Job crafting has been around for 20 years. However with many remote workers feeling isolated, overloaded, and even concerned about their job security, job crafting, can give workers a greater sense of control and improve their performance.
Top Links
Diversifying Global Supply Chains for Resilience, Smarter with Gartner, September 3 ( 4 min read)
Diversifying to improve resilience will differ for each industry and situation. To develop the right strategy, six factors should be considered.
- Determine the level of risk your organization can absorb.
- Understand the risk in critical suppliers and if they are able to support your diversification strategy.
- Identify what we are trying to protect against, e.g. sole-sourcing risks, increasing labor costs, tariffs, lead times or regulatory burdens.
- Decide on tradeoffs, e.g. diversify going forward on new products or include legacy products.
- How is it paid for? Suppliers, absorb, pass-along to customers?
- Give consideration for national and trading bloc policies and incentives.
How Job Crafting Can Make Work More Satisfying, MIT/Sloan Management Review, September 17, 2020 ( 6 min read) (The full article is available for free when you provide an email address to MIT/SMR)
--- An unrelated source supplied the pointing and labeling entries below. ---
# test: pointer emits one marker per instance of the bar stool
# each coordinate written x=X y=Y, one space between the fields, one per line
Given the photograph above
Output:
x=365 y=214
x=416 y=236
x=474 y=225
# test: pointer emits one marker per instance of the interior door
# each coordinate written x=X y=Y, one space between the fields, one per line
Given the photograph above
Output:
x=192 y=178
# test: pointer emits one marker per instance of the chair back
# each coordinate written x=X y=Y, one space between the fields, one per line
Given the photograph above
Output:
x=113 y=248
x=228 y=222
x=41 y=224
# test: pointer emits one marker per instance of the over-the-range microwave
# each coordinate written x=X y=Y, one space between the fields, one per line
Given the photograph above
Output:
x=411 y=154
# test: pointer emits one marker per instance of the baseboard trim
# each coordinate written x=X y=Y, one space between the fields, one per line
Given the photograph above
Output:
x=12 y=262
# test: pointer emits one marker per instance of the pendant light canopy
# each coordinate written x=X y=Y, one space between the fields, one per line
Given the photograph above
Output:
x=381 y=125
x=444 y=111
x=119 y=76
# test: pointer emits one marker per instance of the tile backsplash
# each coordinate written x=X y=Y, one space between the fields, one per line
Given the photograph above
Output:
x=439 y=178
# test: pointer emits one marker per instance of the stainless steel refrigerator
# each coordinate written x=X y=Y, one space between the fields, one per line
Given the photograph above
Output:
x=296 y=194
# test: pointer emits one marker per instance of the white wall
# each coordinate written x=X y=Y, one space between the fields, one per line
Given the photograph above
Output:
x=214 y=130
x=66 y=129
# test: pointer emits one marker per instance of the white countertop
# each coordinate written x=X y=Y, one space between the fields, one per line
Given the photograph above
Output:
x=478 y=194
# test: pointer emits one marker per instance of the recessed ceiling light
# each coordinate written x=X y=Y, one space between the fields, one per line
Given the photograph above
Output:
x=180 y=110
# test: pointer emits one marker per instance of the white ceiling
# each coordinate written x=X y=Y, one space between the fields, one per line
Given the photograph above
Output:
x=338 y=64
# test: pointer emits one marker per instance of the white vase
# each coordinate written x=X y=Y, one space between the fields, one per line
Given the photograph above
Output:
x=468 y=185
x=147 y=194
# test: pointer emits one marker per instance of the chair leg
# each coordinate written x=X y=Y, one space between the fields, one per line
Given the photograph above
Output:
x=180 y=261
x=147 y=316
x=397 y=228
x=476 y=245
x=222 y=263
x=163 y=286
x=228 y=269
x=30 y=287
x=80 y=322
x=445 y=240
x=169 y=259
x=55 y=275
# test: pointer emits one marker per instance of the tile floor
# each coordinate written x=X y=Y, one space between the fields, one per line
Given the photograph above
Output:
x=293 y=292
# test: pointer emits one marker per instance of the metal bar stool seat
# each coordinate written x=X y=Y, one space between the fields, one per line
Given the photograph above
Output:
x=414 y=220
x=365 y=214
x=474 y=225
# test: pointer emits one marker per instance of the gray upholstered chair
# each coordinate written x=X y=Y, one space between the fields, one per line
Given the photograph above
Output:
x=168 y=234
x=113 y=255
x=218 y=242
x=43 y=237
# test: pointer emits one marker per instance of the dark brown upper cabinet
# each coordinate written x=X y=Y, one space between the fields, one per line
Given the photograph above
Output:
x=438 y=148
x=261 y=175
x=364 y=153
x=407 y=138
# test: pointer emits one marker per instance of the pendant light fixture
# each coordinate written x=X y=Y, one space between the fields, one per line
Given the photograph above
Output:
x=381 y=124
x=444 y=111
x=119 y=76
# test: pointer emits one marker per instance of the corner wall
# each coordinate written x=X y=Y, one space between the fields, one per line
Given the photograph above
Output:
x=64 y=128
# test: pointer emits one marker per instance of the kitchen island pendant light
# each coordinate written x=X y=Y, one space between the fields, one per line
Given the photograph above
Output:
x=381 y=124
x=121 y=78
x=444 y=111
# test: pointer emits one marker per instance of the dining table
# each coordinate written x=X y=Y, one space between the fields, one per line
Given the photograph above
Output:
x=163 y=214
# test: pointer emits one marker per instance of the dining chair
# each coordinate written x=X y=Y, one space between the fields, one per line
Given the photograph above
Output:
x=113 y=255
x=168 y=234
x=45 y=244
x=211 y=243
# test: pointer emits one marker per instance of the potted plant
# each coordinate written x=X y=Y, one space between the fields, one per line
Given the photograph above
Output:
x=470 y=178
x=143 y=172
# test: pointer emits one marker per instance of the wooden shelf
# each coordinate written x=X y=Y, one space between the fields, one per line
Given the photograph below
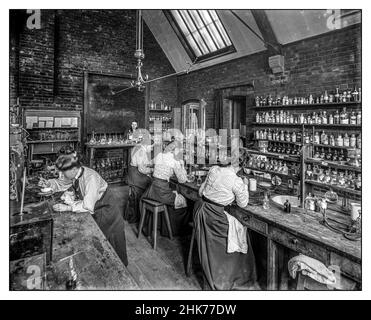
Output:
x=278 y=141
x=330 y=164
x=332 y=105
x=328 y=146
x=51 y=141
x=334 y=188
x=279 y=156
x=274 y=173
x=55 y=128
x=298 y=125
x=109 y=146
x=159 y=111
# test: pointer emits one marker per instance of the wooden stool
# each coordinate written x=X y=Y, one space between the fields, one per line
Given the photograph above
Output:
x=190 y=252
x=156 y=208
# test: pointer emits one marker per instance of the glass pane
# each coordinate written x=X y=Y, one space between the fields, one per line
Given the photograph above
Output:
x=214 y=32
x=200 y=42
x=208 y=39
x=180 y=22
x=196 y=18
x=213 y=14
x=224 y=34
x=188 y=20
x=194 y=46
x=205 y=16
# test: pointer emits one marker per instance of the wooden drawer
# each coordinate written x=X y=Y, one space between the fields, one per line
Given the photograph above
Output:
x=299 y=245
x=250 y=221
x=347 y=267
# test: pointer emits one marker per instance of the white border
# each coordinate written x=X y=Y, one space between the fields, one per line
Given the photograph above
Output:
x=182 y=295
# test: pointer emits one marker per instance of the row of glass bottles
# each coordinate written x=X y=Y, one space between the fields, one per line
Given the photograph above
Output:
x=110 y=168
x=278 y=135
x=330 y=139
x=285 y=117
x=335 y=140
x=274 y=165
x=346 y=96
x=159 y=106
x=345 y=179
x=104 y=138
x=160 y=118
x=283 y=148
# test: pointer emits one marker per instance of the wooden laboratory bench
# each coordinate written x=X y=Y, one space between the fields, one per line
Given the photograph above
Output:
x=300 y=232
x=97 y=265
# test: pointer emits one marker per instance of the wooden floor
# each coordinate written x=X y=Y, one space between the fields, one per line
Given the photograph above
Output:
x=163 y=269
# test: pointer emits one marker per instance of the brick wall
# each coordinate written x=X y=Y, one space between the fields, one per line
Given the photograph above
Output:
x=51 y=72
x=311 y=66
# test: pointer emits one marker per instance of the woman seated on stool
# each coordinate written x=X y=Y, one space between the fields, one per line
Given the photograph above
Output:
x=92 y=194
x=139 y=178
x=165 y=165
x=224 y=246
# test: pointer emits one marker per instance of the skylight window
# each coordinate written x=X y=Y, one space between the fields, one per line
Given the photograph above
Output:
x=201 y=33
In a Gallup survey, over 65% of workers don’t consider themselves engaged and want their current roles to be more satisfying, meaningful, and fulfilling. Job crafting is one approach being used to improve engagement and satisfaction in the wake of COVID-19.
- Job crafting is a proactive, often unsupervised, modern take on job redesign that empowers workers to transform the jobs they have into the jobs they want.
- 1,000 business leaders and 2,000 of their workers around the world were interviewed to provide evidence for managers who wish to encourage their team members to craft their roles.
- Researchers found that most job crafting (76%) occurring post-pandemic has altered tasks rather than relationships or cognition.
Results:
- Improved well-being: 92% who engaged in job crafting post-pandemic experienced a more satisfying work life and increased personal satisfaction. This improved sense of well-being led to a 29% decrease in stress levels.
- Improved collaboration: 67% who job crafted felt inspired to stretch past their comfort zones and engaged in active cooperation with other colleagues, leading to a more connected workforce.
- Increased productivity: 72% who job crafted were highly productive at work compared with those who did not.
- Strengthened loyalty: Staff turnover within organizations using job crafting decreased by 29% because those seeking promotion looked internally before pursuing roles externally. Active crafters were more likely to stay put and adjust their roles rather than move elsewhere.